Prostaglandin E2 synthase (PGES) catalyzes the isomerization of PGH2 to PGE2. PGES type 2 (mPGES-2) is a membrane-associated enzyme, whose N-terminal section is apparently inserted into the lipid bilayer. Both intact and N-terminal truncated enzymes have been isolated and have similar catalytic activity. The recombinant N-terminal truncated enzyme purified from Escherichia coli HB101 grown in LB medium containing delta-aminolevulinate and Fe(NO3)3 has a red color, while the same enzyme purified from the same E. coli grown in minimal medium has no color. The red-colored enzyme has been characterized by mass, fluorescence, and EPR spectroscopies and X-ray crystallography. The enzyme is found to contain bound glutathione (GSH) and heme. GSH binds to the active site with six H-bonds, while a heme is complexed with bound GSH forming a S-Fe coordination bond with no polar interaction with mPGES-2. There is a large open space between the heme and the protein, where a PGH2 might be able to bind. The heme dissociation constant is 0.53 microM, indicating that mPGES-2 has relatively strong heme affinity. Indeed, expression of mPGES-2 in E. coli stimulates heme biosynthesis. Although mPGES-2 has been reported to be a GSH-independent PGES, the crystal structure and sequence analysis indicate that mPGES-2 is a GSH-binding protein. The GSH-heme complex-bound enzyme (mPGES-2h) catalyzes formation of 12(S)-hydroxy-5(Z),8(E),10(E)-heptadecatrienoic acid and malondialdehyde from PGH2, but not formation of PGE2. The following kinetic parameters at 37 degrees C were determined: KM = 56 microM, kcat = 63 s-1, and kcat/KM = 1.1 x 10(6) M-1 s-1. They suggest that mPGES-2h has significant catalytic activity for PGH2 degradation.

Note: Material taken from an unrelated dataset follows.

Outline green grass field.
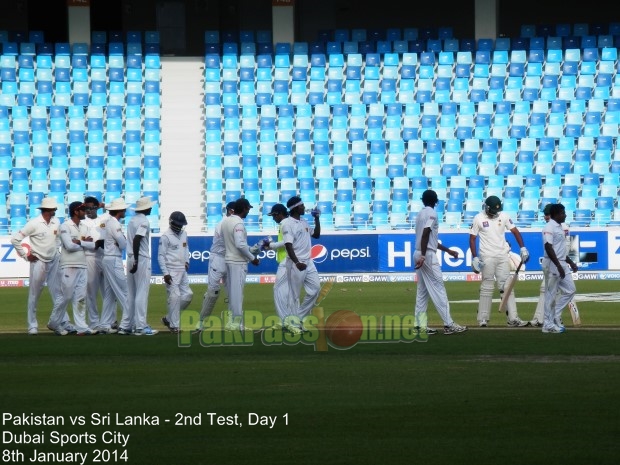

It is possible that both GSH-heme complex-free and -bound enzymes are present in the same tissues. mPGES-2 in heme-rich liver is most likely to become the form of mPGES-2h and might be involved in degradation reactions similar to that of cytochrome P450. Since mPGES-2 is an isomerase and mPGES-2h is a lyase, mPGES-2 cannot simply be classified into one of six classes set by the International Union of Biochemistry and Molecular Biology.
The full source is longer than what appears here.